To many investors, commodity futures are the ultimate roll of the dice, with the odds stacked firmly against them. Novice players, smitten with the lofty leverage, usually lose their shirts if not their wallets. Many who have taken a chance on managed futures--the mutual funds of the commodity business--have had little to show for it. In recent years, returns have lagged well behind the gains from U.S. stocks. And scandals such as Sumitomo Corp.'s copper debacle have made potential investors even more nervous.
Now, some futures gurus think they have found a way to make commodity markets more palatable to risk-conscious investors: indexes. They are pushing programs that make it easy to bet on bullish trends in a broad array of energy, metal, and agricultural contracts. The result can be a relatively low-risk, well diversified portfolio. In the past year or two, indexed commodity investments have started attracting a following. "This is a sea change," says Steven Strongin, director of commodities research at Goldman, Sachs & Co. "It's getting serious attention from top-tier investors."

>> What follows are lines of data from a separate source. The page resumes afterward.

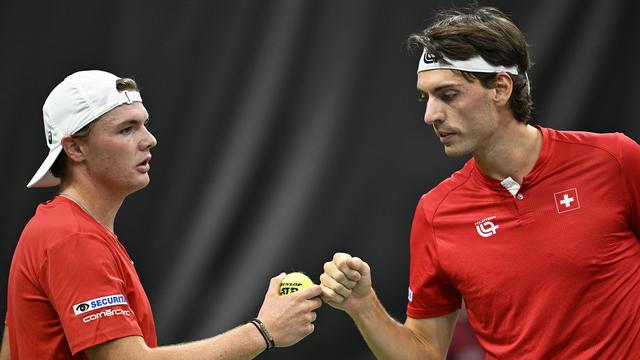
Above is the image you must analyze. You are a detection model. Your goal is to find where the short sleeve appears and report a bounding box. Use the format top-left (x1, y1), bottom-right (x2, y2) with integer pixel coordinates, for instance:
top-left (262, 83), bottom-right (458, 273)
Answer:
top-left (40, 233), bottom-right (142, 355)
top-left (620, 135), bottom-right (640, 237)
top-left (407, 197), bottom-right (462, 319)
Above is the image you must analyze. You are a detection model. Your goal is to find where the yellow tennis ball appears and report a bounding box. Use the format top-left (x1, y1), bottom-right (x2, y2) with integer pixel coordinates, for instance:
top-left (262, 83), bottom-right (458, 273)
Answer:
top-left (280, 272), bottom-right (313, 295)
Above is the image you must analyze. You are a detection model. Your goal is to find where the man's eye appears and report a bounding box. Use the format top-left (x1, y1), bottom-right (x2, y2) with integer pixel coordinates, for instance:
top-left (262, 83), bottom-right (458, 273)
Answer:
top-left (442, 91), bottom-right (458, 101)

"MORE SENSE." In commodity-index investing, the most reliable indicator is the Goldman Sachs commodity index (GSCI), a weighted average of long positions in 22 exchange-traded futures contracts. Excluding short positions minimizes leverage and fees while capturing the upside of bullish trends. Since the GSCI was launched five years ago, investments linked to its performance have reached an estimated $3 billion, nearly all from high-level institutions. Harvard Management Co., for instance, has invested $300 million of the university's endowment and working capital in a GSCI-based program. Among individuals, only the very rich can afford to invest directly in programs geared for institutions. For small investors, it's possible to trade GSCI futures and options on the Chicago Mercantile Exchange. And Oppenheimer Funds is seeking regulatory approval for a GSCI mutual fund with a minimum investment of only $1,000.

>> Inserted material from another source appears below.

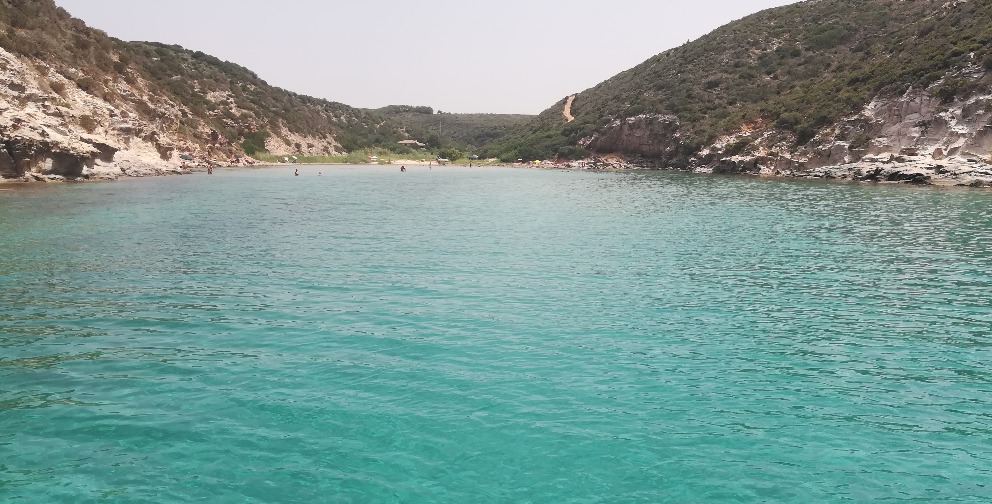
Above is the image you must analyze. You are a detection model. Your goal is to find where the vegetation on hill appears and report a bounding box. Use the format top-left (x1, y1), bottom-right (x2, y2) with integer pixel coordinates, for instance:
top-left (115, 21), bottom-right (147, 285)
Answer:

Diversification is a big plus in GSCI-linked plays. For example, returns from commodities tend not to correlate with those in broader financial markets. When stocks and bonds go down, commodity investments have a reasonable chance of rising. Given the spotty performance of such traditional diversifiers as gold and real estate, "a broad basket of commodities certainly makes a lot more sense," says John B. Rowsell, research director at Credit Agricole Futures in Chicago.
Commodities seers also believe that global economic growth, especially rising incomes in East Asia, will push up commodity prices in the years to come. To be sure, volatility also will increase, as it did earlier this year: An incipient commodity boom sparked inflation fears before fizzling in the face of unexpectedly plentiful supplies. Still, booms could become commonplace, as demand for everything from corn to crude oil continues to expand. Because inventories of key commodities are tight, buyers will tend to overreact to temporary shortages, sending prices sharply higher. During this winter's early cold snap, for instance, lean stockpiles of petroleum led to sudden spikes in heating fuel.

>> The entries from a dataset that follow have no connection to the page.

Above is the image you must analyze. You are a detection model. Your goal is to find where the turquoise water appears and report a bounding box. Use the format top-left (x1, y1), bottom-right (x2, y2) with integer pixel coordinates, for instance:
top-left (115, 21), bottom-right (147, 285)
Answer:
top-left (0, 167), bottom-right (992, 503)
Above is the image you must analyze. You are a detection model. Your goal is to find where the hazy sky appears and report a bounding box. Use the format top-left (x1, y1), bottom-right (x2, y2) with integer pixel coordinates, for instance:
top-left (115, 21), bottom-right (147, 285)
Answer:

For investors in indexed commodity products, those spikes can be highly profitable. As of Dec. 9, the GSCI has returned 32.5% in 1996, on top of a 20.3% return in 1995. Much of the gain came from rising prices in energy contracts, which represent more than half the index. Investors also benefit from the fact that contracts in the index often shoot higher just before expiration. That's because market players are willing to pay up for immediate delivery of commodities. As contracts in the index expire, funds are rolled into new contracts that are usually cheaper, because they're at least a month away from expiration. So even when commodity prices are flat, the index has booked profits simply by buying contracts early in their life cycles at a discount and selling them at the end for a premium.
Commodity indexing has its share of skeptics. Some professional traders doubt that an index of long-only positions can make money over time, because prices tend to even out. It's a tough sell to pension-fund managers, too, who know their careers could be jeopardized if a derivatives-based investment blows up on them.
And to many, playing the commodity markets still sounds like investing in the pot at a poker game. "Investing in futures? That's the worst oxymoron I've ever heard in my life," sniffs E. Michael Metz, chief investment strategist at Oppenheimer & Co., which is unrelated to the firm launching the GSCI mutual fund. Overcoming futures' wild and woolly reputation may take more than an innocuous-sounding index.